The military option is real today and, as secretary of Defense, I will be sure that remains true well into the future. Iran might walk away from the deal or cheat, which are risks in any negotiated deal. But, unlike the arms control deals of the Cold War, nothing in the Iran deal constrains the U.S. Defense Department in any way or its ability to carry out such a mission.

Indeed, the reality is that any prospective military option, if called for, will be more effective under this deal — not less. Iran will have a smaller and more concentrated civil nuclear program, and the deal’s verification provisions will give us more information with which to plan.

No one is saying this deal will fix every problem with Iran or in the Middle East. While it removes the greatest danger — Iran with a nuclear weapon — the deal does not address Iran’s extensive malign activities in the region.
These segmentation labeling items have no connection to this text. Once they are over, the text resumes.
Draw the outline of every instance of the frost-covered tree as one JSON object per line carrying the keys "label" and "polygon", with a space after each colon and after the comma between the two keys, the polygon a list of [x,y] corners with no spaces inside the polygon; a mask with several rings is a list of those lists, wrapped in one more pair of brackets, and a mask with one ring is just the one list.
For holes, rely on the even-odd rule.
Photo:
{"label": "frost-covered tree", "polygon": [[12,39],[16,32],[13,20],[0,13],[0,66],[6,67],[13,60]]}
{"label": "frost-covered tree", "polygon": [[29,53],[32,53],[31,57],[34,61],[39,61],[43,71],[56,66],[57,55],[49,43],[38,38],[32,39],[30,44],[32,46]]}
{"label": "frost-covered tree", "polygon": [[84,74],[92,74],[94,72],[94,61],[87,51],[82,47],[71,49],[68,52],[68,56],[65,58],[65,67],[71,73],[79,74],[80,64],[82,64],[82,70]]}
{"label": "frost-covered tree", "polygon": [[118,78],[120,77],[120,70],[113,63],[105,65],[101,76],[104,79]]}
But because the deal places no limits whatsoever on the United States military, it will not hinder America’s strategic approach to the region or our military’s important work to check those destabilizing activities and stand by our friends in the Middle East.

Indeed, as I told some of the more than 35,000 American troops in the region when I visited last month, the United States military will remain “full speed ahead.” We’re deterring regional threats, maintaining a robust military posture — including our most sophisticated ground, maritime, and air and ballistic missile defense assets, as well as the ability to quickly surge overwhelming additional forces — and continuing to increase our cooperation with Israel and our Persian Gulf partners in meaningful ways.

For example, to maintain Israel’s qualitative military edge, the United States has made available its most advanced capabilities, such as the stealthy F-35 Joint Strike Fighter. Following President Obama’s Camp David meeting with Gulf leaders in May, we have offered some of our Gulf partners sophisticated defense equipment, including the THAAD ballistic missile defense system, and help to improve their ground and special operations forces.

Deal or no deal all this work will continue, and, in fact, it will redouble.

While getting nuclear weapons out of Ukraine resolved only one of many problems in the post-Cold War era, it removed a serious danger from an unstable region at a time of great change. And while Ukraine then is obviously different from Iran today, this deal gives us the unique chance to verifiably prevent Iran from getting a nuclear weapon, removing a more urgent threat from an even more unstable and changing region.

I learned then that the chance to remove a nuclear threat might not come back and should be seized. This Iran deal is another.

Ash Carter is the 25th secretary of Defense of the United States.